Day 65 of work from home.
I finally receive my $1200 "Economic Impact Payment". To be fair, I signed up to receive the payment by mail rather than direct deposit. I am thankful that I have not lost my job.
Day 66 of work from home.
Again, the chair of the Chemistry Department sends out an email entitled "more patience". Read it here: PDF. The Department is preparing to organize for whatever campus needs.
Day 67 of work from home.
It's Memorial Day weekend. Last night I slept over at my friend Zach's house in Baraboo Wisconsin. Given the Wisconsin Supreme Court order, the local restaurants are now open again with reduced capacity (Baraboo is in Sauk County, not Dane). For the first time in weeks, I have brunch at a sit-down restaurant: Broadway Diner in downtown Baraboo. Things are different. They have every-other booth taped off, so customers cannot sit directly next to strangers. There are no paper menus, only QR codes to scan with your phone and download a PDF menu. There are no condiments, even salt and pepper, unless explicitly asked for. Still, it feels so nice to go back to relative normalcy. After brunch Zach and I go out to Devil's Lake for a nice long hike. There are lots of people enjoying the nice weather, and we see many rock climbers on the bluff.
Day 69 of work from home.
George Floyd dies at the hand of police officer Derek Chauvin [wikipedia]. This event feels like a tipping point for civil unrest in this country. Black lives matter.
Day 71 of work from home.
For the second time since work from home I get permission to temporarily enter the Chemistry Building. This time, I am picking up a bunch of small parts for a hardware project that I am trying to work on at home. Everything in the electronics shop is exactly as I left it.
Day 73 of work from home.
Again the Chemistry Department Chair emails about this situation. "Research reboot lite" [PDF]. This email shows that actual progress is being made. Campus is entering into "Stage 1" of reopening, which includes limited research restoration. This "Stage 1" will probably last through the month of June.

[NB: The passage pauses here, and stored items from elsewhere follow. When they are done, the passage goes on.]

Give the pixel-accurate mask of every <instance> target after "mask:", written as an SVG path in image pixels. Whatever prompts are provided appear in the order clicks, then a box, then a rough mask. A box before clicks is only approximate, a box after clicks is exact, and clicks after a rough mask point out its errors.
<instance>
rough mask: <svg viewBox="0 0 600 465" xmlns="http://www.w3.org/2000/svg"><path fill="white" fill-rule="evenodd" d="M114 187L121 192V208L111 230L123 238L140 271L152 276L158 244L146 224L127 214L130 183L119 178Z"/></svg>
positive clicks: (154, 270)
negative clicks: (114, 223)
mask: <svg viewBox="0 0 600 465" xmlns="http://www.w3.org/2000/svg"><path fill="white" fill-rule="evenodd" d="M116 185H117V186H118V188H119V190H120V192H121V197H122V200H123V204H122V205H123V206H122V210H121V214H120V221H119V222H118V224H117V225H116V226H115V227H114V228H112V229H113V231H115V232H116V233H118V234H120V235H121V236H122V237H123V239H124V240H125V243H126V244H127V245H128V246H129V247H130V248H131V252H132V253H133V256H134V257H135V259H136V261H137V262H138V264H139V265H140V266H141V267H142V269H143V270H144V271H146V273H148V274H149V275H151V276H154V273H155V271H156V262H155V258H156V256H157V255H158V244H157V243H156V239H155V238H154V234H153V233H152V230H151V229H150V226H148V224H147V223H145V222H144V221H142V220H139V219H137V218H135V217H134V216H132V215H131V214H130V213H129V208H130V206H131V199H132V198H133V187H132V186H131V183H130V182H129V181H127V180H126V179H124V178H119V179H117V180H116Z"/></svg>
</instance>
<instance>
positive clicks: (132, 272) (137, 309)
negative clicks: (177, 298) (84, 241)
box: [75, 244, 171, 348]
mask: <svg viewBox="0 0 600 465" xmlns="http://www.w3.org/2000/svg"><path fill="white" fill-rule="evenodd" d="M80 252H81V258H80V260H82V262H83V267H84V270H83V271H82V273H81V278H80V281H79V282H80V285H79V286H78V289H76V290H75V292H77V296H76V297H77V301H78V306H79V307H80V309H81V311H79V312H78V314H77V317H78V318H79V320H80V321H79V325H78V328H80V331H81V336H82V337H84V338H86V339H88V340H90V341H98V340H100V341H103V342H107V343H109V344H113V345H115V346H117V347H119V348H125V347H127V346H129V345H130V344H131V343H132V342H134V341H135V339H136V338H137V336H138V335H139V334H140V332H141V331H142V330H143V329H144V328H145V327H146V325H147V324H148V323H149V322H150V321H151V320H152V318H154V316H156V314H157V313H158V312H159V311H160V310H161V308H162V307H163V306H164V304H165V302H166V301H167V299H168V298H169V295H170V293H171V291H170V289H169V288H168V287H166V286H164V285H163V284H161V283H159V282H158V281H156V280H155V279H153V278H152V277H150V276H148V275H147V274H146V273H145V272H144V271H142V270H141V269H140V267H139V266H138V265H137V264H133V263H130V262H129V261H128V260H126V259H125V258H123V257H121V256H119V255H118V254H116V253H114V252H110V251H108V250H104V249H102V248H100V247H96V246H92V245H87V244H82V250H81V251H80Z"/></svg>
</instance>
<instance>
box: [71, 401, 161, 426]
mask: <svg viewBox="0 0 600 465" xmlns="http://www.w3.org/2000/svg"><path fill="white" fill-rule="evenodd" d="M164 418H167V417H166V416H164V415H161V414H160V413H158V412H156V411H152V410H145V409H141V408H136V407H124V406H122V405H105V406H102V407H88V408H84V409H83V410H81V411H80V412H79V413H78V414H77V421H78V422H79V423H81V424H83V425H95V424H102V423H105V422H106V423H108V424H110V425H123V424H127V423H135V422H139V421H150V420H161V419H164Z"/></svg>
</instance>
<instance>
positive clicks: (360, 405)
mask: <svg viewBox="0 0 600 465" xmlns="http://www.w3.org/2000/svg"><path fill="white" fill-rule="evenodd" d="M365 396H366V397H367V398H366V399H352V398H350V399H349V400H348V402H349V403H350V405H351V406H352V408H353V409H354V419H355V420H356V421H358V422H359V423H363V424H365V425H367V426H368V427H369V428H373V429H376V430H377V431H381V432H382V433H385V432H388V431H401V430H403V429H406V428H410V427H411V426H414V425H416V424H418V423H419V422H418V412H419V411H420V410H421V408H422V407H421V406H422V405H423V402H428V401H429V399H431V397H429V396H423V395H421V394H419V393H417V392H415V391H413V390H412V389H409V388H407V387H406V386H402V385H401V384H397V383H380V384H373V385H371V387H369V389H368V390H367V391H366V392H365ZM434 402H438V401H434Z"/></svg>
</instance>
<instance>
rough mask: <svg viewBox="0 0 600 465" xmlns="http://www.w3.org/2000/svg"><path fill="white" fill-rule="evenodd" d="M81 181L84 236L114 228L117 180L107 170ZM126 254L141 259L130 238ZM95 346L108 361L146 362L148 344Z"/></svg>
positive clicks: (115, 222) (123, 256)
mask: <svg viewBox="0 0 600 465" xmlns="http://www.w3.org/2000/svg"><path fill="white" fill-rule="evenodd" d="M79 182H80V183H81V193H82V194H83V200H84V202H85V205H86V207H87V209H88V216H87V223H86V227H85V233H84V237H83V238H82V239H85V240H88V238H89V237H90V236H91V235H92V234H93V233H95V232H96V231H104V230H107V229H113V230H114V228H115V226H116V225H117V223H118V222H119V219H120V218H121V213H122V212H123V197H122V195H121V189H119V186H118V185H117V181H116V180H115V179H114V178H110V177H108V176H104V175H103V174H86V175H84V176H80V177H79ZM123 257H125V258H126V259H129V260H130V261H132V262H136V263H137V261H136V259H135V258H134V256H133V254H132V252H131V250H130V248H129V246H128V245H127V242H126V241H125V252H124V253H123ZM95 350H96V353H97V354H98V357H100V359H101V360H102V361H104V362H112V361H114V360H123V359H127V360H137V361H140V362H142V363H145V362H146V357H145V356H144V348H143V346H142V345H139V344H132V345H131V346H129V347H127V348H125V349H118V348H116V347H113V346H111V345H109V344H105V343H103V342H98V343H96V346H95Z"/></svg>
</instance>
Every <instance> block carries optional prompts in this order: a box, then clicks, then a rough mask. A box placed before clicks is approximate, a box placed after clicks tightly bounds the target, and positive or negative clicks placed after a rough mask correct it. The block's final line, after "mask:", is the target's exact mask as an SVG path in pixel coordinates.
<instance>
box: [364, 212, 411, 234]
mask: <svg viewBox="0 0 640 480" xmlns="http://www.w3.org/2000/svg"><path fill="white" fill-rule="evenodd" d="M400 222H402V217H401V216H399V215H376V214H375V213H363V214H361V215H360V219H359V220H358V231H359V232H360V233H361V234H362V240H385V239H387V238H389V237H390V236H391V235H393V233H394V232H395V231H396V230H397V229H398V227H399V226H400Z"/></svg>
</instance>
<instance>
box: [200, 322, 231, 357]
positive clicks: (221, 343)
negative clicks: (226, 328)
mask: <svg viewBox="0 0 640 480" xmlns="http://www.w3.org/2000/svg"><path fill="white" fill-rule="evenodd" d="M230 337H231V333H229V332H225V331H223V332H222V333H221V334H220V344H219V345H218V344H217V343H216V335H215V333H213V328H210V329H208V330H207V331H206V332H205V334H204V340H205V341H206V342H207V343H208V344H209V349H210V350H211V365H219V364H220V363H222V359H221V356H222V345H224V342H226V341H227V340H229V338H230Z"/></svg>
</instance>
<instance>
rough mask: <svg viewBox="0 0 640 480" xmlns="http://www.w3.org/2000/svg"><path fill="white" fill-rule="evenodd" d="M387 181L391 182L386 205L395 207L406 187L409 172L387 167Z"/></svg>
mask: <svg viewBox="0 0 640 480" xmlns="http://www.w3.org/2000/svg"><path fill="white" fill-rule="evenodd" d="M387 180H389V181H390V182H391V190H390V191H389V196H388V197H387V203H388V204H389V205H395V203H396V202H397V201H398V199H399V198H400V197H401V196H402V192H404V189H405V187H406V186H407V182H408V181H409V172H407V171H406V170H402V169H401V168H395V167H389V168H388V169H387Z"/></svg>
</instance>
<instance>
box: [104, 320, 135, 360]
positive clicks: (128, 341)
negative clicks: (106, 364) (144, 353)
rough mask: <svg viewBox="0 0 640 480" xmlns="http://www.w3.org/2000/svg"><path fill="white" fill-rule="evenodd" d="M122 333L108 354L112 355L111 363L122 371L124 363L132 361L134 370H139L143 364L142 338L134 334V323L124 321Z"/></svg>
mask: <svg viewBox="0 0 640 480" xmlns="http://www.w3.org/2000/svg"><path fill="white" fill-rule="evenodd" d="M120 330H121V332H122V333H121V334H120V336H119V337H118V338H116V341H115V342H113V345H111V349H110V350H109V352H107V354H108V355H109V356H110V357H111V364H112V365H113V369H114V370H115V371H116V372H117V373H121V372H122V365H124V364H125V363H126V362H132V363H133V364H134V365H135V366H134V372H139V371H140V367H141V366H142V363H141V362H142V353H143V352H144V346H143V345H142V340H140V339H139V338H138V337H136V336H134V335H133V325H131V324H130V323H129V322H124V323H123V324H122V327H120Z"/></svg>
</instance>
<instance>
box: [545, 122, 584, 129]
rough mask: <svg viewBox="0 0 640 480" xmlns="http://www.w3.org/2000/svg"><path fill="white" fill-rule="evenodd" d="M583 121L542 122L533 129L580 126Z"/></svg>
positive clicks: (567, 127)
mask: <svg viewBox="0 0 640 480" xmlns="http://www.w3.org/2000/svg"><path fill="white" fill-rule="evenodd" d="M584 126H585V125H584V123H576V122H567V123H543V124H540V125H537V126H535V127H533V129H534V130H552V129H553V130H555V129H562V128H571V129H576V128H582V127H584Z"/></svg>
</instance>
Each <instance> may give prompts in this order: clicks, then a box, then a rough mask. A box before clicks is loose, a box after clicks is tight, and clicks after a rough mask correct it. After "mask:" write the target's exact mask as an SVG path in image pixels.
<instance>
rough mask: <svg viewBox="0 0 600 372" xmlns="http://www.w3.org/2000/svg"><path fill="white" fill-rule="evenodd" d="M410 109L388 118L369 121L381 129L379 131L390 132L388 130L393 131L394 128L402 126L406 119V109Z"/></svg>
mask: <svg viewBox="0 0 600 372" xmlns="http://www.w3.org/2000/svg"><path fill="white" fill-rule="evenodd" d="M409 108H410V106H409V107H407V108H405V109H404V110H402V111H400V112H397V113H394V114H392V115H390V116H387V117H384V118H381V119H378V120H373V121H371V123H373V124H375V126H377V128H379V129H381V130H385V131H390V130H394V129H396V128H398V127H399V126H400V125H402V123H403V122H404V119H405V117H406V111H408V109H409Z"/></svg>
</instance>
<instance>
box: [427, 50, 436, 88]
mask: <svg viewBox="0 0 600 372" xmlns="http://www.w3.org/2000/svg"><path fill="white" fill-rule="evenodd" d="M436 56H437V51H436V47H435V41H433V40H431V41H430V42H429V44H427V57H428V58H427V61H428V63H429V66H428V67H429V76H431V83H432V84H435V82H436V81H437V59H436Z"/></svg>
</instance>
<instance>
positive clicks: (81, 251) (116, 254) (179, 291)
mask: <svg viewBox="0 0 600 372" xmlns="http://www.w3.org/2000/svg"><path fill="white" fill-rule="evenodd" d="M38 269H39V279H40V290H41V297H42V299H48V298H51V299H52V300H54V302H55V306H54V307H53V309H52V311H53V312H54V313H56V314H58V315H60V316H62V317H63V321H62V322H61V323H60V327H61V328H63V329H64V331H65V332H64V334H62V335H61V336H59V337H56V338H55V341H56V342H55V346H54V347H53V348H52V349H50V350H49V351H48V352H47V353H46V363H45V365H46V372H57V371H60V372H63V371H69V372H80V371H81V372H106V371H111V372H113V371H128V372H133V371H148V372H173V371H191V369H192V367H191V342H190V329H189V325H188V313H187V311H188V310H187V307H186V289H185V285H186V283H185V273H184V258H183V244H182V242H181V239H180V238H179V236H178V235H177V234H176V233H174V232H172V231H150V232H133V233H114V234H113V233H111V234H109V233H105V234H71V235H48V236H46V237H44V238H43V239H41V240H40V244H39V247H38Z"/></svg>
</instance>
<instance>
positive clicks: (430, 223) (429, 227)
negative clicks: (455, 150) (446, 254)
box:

My gym (downtown Anytime Fitness) is open again. I've gained a lot of weight being sedentary, so it feels so good to exercise again.
Day 80 of work from home.
Research reboot stage one is beginning to come into focus. Finally, the department has a concrete plan for beginning research again: [PDF]. It will be very interesting to see how this all plays out.
Day 87 of work from home.
Chemistry department leadership again respond to the situation with COVID-19. They also address issues of diversity and inclusion, which are coming to a head in Academic Chemistry. Read Judith Burnstyn's letter: [PDF].